Though many unsecured debts may be discharged in a federal bankruptcy proceeding, some obligations, such as child support, student loans and certain tax debts, are difficult or impossible to discharge. Debts brought about by embezzlement or breach of fiduciary duty are also often among those that cannot be discharged. A recent opinion by the U.S. Supreme Court has provided some clarity as to when violation of fiduciary duty prohibits the discharge of a debt in bankruptcy.
In Bullock v. Bankchampaign, NA, (2013), the Supreme Court justices ruled that, for breach of fiduciary duty to prevent the discharge of debt, it must be shown that the debtor must have either known that his or her behavior was a violation of a fiduciary duty, or must have acted with gross recklessness as to whether or not the behavior was improper.
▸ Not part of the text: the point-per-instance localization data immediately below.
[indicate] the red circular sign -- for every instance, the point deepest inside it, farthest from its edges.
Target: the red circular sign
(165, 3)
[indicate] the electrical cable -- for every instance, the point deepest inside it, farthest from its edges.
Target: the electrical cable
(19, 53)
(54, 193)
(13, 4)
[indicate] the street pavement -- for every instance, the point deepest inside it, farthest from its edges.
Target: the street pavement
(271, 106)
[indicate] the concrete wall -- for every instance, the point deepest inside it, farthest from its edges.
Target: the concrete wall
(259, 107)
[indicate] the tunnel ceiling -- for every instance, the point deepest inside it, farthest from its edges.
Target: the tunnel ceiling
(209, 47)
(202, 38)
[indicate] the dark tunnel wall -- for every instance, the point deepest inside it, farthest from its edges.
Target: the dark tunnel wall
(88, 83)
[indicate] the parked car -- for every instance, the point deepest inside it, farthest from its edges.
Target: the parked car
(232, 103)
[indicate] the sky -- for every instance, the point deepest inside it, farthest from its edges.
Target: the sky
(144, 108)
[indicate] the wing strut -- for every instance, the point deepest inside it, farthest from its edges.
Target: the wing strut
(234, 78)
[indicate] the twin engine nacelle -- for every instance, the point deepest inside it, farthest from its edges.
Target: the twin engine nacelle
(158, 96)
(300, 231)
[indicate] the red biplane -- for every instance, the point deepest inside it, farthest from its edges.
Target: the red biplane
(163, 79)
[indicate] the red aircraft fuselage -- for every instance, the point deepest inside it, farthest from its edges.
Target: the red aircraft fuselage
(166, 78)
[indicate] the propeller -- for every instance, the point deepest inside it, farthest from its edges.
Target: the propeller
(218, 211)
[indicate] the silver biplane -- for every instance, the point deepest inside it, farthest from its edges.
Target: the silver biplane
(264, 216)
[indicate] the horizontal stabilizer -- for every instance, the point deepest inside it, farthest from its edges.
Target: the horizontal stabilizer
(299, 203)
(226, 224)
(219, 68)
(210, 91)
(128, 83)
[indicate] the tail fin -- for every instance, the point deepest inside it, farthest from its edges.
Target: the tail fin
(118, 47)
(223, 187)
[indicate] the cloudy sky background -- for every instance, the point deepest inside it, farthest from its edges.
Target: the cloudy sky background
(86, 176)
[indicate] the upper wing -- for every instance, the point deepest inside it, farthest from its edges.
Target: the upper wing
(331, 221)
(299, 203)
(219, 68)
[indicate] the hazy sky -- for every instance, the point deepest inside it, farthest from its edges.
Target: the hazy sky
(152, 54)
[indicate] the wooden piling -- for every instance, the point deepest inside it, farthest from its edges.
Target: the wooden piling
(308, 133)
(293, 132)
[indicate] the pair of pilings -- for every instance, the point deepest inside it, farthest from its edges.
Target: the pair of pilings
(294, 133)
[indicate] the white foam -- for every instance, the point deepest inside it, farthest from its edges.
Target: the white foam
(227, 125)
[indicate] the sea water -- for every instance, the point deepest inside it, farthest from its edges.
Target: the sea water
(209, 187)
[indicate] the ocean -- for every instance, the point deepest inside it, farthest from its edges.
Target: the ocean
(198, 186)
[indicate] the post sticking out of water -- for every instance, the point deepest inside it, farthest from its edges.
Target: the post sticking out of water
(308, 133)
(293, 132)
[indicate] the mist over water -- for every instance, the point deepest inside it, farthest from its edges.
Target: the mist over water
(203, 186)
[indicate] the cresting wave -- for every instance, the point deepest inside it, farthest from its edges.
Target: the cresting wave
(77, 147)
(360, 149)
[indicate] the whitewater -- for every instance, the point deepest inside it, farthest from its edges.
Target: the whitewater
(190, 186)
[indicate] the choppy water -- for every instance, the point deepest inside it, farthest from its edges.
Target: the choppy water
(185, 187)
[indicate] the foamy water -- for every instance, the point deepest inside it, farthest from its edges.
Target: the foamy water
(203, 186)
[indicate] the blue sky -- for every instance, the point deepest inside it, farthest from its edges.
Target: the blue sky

In the Bullock case, the party who sought to discharge the debt was the trustee of a trust created by his father. Over a period of years, he borrowed money against an insurance policy in the trust, using it for his own benefit. However, he always repaid the loans with interest. Nonetheless, he was sued by his brothers, who were beneficiaries of the trust, and was found liable for self-dealing. The jury rendered a verdict in favor of his brothers, and granted them a monetary award. The debtor could not pay the judgment and filed for bankruptcy protection.
In its ruling, the Supreme Court of the United States concluded that the debtor had been held to the wrong standard—that breach of fiduciary duty requires a knowledge of or reckless disregard for whether the loans were a breach of fiduciary duty. They found no evidence that the debtor had either.